Importantly, the gender data gap is part of a broader “male as default” mindset in engineering. For decades, crash test dummies used in regulatory testing were modeled on the body of an average male: about 5 feet 9 inches tall and 170 pounds, with male patterns of muscle and fat distribution. When so-called female dummies were eventually added, they were often just scaled-down versions of the male model rather than anatomically accurate representations of female bodies. In addition, they were typically used in passenger seats rather than the driver’s seat. The design of seats, head restraints, and safety belts was optimized using male bodies, which puts anyone who deviates from that norm at risk. Research has shown that women are more likely than men to be injured or killed in comparable car crashes, even when accounting for factors like seatbelt use and collision severity. 

Similarly, for years, many drugs were approved based on studies in mostly male volunteers, under the assumption that a standard dose would be appropriate for all adults. In reality, women often differ in body fat percentage, enzyme activity, and hormone levels, all of which can affect how drugs are absorbed, distributed, and metabolized. It was only recently that it became clear that a drug dose tested in men will not necessarily be safe or effective for women.

Each of these discrepancies reveals an unsettling truth: women continue to receive inadequate care because the medical system is geared towards men in many cases. If any of this is to be changed, the solution needs to be as systemic as the problem itself. At the research level, that means journals and regulators must require sex-disaggregated data and reject studies that fail to recruit a sufficient number of women in clinical trials. 

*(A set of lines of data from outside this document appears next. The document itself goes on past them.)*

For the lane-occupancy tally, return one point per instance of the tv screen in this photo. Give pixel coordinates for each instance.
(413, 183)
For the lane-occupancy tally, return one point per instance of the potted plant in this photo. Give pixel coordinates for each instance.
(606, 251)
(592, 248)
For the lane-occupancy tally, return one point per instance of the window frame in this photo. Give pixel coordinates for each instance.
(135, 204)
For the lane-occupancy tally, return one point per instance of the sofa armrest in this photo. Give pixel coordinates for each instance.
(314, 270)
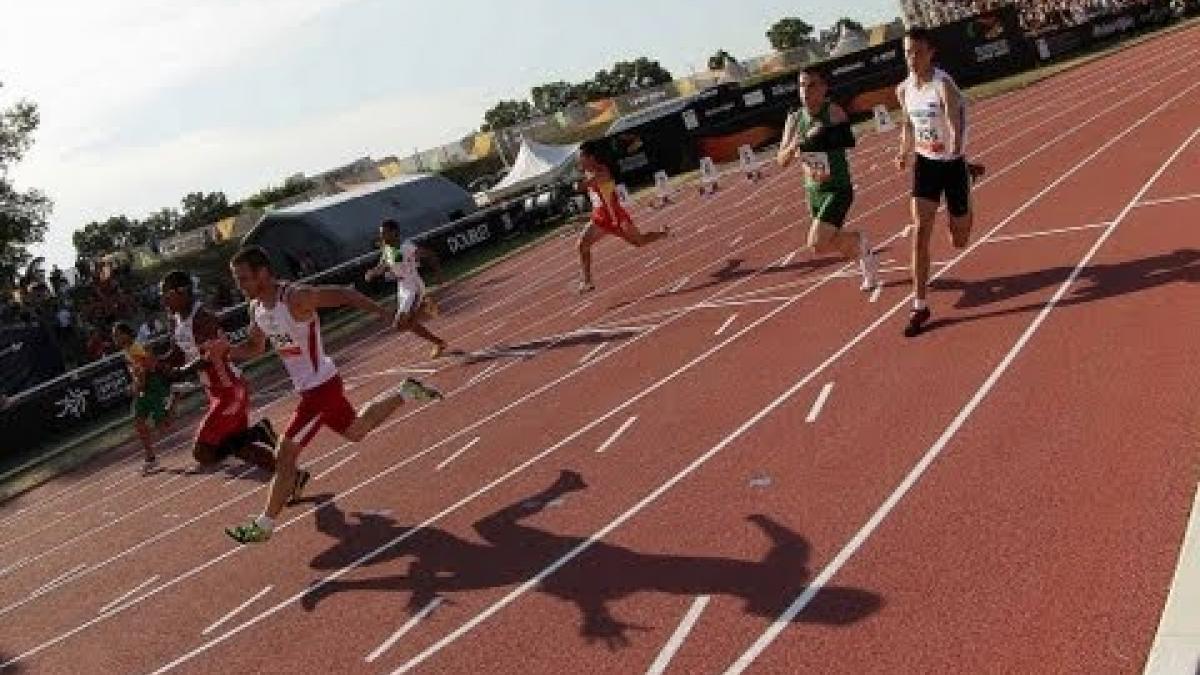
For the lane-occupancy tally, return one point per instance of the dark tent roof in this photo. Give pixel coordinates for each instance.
(324, 232)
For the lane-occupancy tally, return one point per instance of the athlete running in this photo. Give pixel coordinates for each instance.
(399, 261)
(820, 132)
(286, 316)
(607, 215)
(935, 125)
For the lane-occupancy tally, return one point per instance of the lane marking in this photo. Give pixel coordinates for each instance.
(454, 457)
(951, 430)
(1047, 232)
(820, 402)
(726, 324)
(678, 637)
(234, 611)
(617, 434)
(127, 593)
(408, 626)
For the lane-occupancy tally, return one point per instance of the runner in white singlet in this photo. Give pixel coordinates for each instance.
(286, 316)
(935, 127)
(400, 260)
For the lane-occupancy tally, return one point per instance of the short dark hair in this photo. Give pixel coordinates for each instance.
(253, 257)
(177, 280)
(815, 71)
(918, 34)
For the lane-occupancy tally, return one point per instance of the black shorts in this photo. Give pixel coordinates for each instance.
(934, 178)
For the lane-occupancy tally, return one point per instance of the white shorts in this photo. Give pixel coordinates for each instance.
(409, 293)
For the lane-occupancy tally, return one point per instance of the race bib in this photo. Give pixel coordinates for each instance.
(817, 166)
(929, 138)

Researchers should also pay attention to how race and other social realities intersect with gender discrimination. That means teaching heart attack presentations to women with the same level of detail as for men, including case studies featuring women of different ages and backgrounds in medical institutions. If researchers correct only for sex while ignoring other dimensions, they will fail to create a fairer system for all and once again perpetuate the same issues that were present in the first place. On the clinical side, medical education can be redesigned to foreground variability. 

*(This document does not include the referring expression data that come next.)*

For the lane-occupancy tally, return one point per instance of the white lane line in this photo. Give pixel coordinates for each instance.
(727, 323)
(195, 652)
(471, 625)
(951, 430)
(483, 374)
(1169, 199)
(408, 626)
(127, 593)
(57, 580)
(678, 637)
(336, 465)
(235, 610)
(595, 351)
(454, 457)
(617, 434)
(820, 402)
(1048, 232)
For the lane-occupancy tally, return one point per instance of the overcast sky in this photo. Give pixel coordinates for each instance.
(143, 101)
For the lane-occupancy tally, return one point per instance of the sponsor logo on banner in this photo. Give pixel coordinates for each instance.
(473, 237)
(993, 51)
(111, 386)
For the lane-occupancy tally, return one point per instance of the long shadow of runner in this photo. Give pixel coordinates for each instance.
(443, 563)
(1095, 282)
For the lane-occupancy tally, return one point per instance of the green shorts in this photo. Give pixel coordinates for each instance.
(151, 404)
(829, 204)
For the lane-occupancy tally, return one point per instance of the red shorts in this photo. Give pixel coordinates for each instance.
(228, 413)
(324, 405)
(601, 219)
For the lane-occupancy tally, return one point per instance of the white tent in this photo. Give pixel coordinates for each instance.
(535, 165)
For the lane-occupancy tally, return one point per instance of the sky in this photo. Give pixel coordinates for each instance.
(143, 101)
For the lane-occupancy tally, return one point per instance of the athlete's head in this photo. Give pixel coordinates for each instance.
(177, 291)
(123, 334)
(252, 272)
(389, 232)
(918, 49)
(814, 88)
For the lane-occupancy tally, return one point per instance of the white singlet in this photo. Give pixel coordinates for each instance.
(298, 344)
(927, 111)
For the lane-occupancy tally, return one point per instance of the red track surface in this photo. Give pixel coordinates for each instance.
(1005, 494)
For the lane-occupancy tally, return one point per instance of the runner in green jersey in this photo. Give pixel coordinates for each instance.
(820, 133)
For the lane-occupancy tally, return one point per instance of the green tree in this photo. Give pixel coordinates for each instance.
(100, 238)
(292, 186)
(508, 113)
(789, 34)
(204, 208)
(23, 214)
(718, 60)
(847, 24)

The bottom line is this: When women are excluded from trials and misrepresented in safety tests, everyone pays a price. Children lose mothers, siblings lose sisters, communities lose leaders, and the health care system loses credibility. As Melissa Herbst-Kralovetz, Director of the Women’s Health Research Program, explains, “We know that if we increase the health of women, we are increasing the health of our communities because women give birth to all of humanity.” By designing research, standards, and technologies that take women’s bodies and experiences seriously, we can begin to level the playing field. The question is not whether we can afford to collect better data on women. The real question is how much longer we are willing to accept a status quo that is often male-centric.